I Love Lucy, starring our favorite redhead, Lucille Ball, was rated in 2012 by People Magazine and ABC News as the Best TV Comedy and the greatest TV show of all time. What an honor! I Love Lucy was the most watched show in the US for 4 out of the 6 seasons it aired, and won 5 Emmy awards.
I Love Lucy was a sitcom filmed in front of a live audience which aired on television in black and white for six seasons from October 1951 to May 1957.
In The Beginning:
I Love Lucy evolved from Lucille Ball’s successful radio program, “My Favorite Husband”, which aired on CBS radio from July 1948 to March 1951. Several My Favorite Husband episodes were re-worked into early I Love Lucy episodes. Three writers of later episodes of My Favorite Husband, Bob Carroll, Jr., Madelyn Pugh and Jess Oppenheimer, all became writers as well as directors and producers of I Love Lucy.
I Love Lucy:
I Love Lucy featured the lives and antics of two best friend couples, Lucy & Ricky Ricardo and Ethel & Fred Mertz. Lucy’s TV husband, Ricky, was played by her real life husband, Desi Arnaz. The Mertzes were played by Vivian Vance and William Frawley. The couples lived next door to each other in Manhattan at the fictional address of 623 East 68th St., which in actuality would put their building in the East River. In the last season of the show, the two couples moved to Westport, CT. With a total of 180 episodes filmed over a six year time span, selecting favorite episodes is difficult work.
Top Five Episodes:
With a total of 180 episodes filmed over a six year time span, selecting favorite episodes is difficult work. Here we at LucyStore.com named our top five episodes. In the near future, you will even be able to shop our store by episode. Won't that be fun?
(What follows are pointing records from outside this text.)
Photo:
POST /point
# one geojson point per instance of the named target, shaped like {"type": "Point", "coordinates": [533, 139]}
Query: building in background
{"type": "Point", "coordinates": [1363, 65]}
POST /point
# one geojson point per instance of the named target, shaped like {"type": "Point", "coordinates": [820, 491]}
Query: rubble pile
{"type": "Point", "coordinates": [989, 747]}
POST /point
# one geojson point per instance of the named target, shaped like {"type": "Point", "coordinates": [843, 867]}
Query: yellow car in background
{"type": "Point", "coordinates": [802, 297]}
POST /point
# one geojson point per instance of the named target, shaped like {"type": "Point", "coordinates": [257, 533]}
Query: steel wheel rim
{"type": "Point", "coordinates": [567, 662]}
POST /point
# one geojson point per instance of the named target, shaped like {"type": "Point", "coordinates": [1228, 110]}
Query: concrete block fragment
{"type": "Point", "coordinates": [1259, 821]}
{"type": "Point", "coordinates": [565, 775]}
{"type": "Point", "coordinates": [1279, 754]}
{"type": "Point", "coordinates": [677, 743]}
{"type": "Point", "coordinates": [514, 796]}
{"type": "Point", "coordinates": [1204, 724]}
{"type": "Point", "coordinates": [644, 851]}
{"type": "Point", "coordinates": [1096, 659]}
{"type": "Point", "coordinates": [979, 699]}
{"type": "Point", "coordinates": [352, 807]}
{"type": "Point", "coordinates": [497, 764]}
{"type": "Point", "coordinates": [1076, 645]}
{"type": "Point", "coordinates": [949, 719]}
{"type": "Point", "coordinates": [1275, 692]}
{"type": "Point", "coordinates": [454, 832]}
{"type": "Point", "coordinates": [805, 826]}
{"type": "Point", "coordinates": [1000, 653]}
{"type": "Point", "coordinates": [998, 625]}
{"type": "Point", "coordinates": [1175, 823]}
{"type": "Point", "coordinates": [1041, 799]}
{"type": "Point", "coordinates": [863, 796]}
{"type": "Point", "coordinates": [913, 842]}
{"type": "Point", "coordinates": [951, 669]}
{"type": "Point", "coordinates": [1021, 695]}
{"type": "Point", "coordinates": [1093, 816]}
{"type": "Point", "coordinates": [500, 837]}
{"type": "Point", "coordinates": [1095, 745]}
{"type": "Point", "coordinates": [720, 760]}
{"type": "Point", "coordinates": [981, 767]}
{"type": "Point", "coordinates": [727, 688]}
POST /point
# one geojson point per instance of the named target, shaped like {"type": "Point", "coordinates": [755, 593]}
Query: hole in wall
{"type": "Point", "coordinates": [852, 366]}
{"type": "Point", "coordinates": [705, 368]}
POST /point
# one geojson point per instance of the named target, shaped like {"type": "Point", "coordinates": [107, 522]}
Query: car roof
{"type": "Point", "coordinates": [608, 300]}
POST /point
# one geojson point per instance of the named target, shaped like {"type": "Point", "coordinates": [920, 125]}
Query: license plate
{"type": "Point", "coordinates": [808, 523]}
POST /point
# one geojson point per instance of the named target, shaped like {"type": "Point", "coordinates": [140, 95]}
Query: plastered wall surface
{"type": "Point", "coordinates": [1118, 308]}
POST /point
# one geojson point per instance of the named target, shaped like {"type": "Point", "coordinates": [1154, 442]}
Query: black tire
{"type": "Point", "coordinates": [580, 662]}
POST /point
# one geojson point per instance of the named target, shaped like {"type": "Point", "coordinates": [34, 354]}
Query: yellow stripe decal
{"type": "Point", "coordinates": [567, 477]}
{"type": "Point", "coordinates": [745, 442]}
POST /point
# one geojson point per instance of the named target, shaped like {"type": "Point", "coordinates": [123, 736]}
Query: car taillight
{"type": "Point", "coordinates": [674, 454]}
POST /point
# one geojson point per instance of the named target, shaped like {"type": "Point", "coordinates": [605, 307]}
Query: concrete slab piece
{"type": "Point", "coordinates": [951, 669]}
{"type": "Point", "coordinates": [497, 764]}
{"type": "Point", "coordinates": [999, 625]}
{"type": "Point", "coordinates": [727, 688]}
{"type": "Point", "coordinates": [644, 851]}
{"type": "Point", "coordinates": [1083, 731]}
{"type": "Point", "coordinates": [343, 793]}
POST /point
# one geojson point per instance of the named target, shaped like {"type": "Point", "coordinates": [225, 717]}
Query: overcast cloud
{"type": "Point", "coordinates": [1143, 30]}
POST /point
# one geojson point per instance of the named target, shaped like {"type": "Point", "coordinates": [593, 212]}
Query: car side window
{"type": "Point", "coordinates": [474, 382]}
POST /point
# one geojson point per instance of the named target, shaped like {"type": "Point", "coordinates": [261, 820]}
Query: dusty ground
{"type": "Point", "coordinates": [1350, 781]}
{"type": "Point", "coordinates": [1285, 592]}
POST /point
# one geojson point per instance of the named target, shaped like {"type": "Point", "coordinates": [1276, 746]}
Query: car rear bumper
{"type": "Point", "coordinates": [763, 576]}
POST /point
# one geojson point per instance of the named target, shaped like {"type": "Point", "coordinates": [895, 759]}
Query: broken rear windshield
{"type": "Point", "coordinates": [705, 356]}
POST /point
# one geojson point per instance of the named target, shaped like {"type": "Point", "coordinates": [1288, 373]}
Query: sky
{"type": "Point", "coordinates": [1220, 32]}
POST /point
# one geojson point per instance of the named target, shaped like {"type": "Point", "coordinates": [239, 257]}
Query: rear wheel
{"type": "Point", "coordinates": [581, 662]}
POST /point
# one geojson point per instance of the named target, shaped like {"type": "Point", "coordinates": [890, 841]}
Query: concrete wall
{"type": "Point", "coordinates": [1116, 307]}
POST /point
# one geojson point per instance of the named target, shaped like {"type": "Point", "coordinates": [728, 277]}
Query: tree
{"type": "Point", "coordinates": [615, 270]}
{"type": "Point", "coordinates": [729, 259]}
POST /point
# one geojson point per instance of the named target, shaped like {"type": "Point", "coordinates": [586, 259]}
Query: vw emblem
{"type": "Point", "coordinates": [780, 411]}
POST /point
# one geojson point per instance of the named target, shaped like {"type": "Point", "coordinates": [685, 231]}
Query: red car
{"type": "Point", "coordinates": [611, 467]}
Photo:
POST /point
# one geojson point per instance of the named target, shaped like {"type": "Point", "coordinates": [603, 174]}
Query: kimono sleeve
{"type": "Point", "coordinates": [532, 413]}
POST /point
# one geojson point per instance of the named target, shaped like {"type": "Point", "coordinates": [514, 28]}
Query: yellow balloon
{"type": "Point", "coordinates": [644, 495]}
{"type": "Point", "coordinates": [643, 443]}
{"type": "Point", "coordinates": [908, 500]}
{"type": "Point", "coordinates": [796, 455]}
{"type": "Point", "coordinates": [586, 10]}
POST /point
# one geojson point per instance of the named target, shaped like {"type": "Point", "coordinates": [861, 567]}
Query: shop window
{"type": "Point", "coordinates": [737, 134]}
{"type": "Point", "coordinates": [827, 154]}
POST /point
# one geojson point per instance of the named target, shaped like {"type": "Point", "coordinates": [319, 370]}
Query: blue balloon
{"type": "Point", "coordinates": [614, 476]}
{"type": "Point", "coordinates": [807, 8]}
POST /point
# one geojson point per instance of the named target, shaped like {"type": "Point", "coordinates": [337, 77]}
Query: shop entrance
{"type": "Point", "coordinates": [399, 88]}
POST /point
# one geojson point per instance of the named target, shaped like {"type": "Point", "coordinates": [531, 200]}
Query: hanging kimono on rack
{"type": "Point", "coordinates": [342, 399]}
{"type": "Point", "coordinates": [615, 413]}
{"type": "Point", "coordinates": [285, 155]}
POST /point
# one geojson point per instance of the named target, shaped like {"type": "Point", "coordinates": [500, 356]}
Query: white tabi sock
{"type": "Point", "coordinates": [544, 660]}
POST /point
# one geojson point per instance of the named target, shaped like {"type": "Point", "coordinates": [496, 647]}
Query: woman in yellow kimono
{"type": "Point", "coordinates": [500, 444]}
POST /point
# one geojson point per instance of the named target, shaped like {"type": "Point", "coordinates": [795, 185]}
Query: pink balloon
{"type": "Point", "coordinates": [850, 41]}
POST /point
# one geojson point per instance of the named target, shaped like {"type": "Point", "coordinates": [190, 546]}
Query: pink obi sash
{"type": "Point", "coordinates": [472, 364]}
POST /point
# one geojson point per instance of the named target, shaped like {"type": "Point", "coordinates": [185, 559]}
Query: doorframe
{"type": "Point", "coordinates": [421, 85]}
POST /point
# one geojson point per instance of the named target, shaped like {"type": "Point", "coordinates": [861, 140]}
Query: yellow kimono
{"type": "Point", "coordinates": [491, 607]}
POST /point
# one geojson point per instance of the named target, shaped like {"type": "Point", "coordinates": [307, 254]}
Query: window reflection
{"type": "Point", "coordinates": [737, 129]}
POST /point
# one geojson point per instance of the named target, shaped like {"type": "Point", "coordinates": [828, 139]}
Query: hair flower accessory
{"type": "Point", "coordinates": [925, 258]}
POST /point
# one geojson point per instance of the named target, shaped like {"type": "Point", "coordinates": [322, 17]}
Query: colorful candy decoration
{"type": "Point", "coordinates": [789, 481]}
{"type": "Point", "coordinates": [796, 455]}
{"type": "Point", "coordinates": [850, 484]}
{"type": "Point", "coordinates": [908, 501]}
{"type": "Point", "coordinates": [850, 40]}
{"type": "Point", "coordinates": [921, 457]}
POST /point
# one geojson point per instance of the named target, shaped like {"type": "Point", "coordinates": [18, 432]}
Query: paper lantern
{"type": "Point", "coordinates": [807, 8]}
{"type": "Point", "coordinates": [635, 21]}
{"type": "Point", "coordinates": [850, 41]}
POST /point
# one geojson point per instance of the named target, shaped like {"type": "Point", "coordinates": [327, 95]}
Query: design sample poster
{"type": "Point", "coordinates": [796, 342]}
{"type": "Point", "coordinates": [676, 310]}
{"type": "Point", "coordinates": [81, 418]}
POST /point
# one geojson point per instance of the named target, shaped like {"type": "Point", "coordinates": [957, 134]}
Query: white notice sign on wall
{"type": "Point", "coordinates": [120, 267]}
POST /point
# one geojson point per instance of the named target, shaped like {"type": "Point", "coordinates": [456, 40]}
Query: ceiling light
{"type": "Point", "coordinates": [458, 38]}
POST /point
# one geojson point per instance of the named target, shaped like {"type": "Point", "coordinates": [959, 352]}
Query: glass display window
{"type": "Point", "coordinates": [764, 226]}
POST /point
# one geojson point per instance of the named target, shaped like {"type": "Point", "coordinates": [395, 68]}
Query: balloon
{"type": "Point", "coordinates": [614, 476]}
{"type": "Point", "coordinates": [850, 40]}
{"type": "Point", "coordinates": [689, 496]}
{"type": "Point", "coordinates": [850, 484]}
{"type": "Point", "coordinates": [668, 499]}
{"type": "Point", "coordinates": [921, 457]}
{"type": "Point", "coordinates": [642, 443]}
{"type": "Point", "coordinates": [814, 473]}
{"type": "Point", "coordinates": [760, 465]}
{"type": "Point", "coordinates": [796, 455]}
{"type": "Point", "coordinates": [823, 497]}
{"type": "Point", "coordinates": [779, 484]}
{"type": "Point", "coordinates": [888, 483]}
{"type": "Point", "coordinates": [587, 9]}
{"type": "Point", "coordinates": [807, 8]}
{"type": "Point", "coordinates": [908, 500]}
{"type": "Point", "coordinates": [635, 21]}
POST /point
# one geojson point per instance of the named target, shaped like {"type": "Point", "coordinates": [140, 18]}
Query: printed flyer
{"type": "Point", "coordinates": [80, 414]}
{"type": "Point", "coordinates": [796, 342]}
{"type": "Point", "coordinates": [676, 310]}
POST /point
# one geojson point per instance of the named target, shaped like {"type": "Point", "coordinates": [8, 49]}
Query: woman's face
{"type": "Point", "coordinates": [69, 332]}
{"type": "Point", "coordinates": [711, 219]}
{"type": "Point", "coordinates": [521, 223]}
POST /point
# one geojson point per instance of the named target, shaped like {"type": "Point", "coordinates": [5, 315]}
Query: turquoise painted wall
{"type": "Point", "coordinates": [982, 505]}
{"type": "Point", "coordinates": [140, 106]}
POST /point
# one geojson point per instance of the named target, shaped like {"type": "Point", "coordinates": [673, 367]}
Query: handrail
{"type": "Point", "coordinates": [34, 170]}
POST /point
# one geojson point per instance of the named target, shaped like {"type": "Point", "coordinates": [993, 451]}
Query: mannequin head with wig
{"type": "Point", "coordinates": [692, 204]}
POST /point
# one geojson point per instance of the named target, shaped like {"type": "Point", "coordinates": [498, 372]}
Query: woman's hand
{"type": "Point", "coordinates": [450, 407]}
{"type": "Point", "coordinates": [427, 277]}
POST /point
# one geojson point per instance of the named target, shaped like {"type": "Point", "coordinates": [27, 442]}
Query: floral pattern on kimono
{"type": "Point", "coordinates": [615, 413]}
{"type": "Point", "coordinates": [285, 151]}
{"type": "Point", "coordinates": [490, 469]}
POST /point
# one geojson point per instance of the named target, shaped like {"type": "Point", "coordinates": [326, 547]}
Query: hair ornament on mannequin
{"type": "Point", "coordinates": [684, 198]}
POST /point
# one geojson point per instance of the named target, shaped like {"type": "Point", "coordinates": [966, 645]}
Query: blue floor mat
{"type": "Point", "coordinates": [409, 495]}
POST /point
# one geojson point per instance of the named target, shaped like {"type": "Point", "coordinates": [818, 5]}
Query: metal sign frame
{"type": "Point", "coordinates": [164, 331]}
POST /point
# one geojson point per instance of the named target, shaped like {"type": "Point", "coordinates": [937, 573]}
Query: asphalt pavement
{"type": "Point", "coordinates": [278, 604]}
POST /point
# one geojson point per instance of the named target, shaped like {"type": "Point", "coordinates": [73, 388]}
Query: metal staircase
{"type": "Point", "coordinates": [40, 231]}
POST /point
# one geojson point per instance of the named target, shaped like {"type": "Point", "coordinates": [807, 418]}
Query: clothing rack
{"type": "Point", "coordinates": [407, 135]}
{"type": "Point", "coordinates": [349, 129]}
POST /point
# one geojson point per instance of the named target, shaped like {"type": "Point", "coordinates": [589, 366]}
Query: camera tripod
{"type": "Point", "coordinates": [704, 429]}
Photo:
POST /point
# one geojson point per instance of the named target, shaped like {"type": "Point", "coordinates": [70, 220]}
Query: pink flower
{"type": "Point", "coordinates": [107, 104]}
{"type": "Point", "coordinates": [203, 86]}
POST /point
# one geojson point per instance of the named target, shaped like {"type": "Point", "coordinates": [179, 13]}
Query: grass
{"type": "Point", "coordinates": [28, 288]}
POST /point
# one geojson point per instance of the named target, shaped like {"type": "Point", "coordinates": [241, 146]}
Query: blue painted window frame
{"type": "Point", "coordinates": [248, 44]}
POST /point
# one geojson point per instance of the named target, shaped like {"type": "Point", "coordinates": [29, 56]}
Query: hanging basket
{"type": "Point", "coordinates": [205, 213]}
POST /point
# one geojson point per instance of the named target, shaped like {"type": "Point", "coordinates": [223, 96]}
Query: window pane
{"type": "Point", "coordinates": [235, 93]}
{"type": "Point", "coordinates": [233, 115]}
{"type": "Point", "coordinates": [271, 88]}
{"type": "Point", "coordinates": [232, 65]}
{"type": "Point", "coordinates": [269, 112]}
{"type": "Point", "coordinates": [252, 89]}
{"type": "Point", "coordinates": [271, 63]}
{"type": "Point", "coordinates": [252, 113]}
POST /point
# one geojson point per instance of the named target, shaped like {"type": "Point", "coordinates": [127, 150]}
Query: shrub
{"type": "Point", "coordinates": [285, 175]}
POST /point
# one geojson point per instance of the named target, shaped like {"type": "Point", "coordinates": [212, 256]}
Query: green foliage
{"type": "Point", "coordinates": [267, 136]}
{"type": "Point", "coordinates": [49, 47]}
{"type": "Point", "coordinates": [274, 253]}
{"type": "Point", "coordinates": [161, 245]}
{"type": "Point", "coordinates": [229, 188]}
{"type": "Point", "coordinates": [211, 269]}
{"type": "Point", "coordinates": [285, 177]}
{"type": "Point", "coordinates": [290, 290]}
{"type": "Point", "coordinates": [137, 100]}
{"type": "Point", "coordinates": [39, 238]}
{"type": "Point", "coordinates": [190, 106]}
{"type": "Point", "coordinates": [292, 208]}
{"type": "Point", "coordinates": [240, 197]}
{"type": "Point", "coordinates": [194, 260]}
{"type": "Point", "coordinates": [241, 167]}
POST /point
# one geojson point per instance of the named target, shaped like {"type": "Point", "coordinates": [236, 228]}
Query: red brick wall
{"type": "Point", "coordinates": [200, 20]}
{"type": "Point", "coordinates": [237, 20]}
#1: Job Switching - Episode #39 from Season 2. 
When Lucy writes on the back of a check that she hopes the teller won't put the check through until next month, Ricky gets upset that she's spending more money than she has. He tells her she doesn't know the value a dollar and insists they trade places. He and Fred decide to do the chores around the house, and Lucy and Ethel go out to look for a job. The girls find themselves wrapping chocolates off a conveyor belt that eventually speeds up a little too fast!
Cast: Elvia Allman as factory boss, Amanda Milligan as chocolate dipper, Alvin Hurwitz as Mr. Snodgrass
Click here to shop LucyStore.com for all I Love Lucy Chocolate Factory merchandise now!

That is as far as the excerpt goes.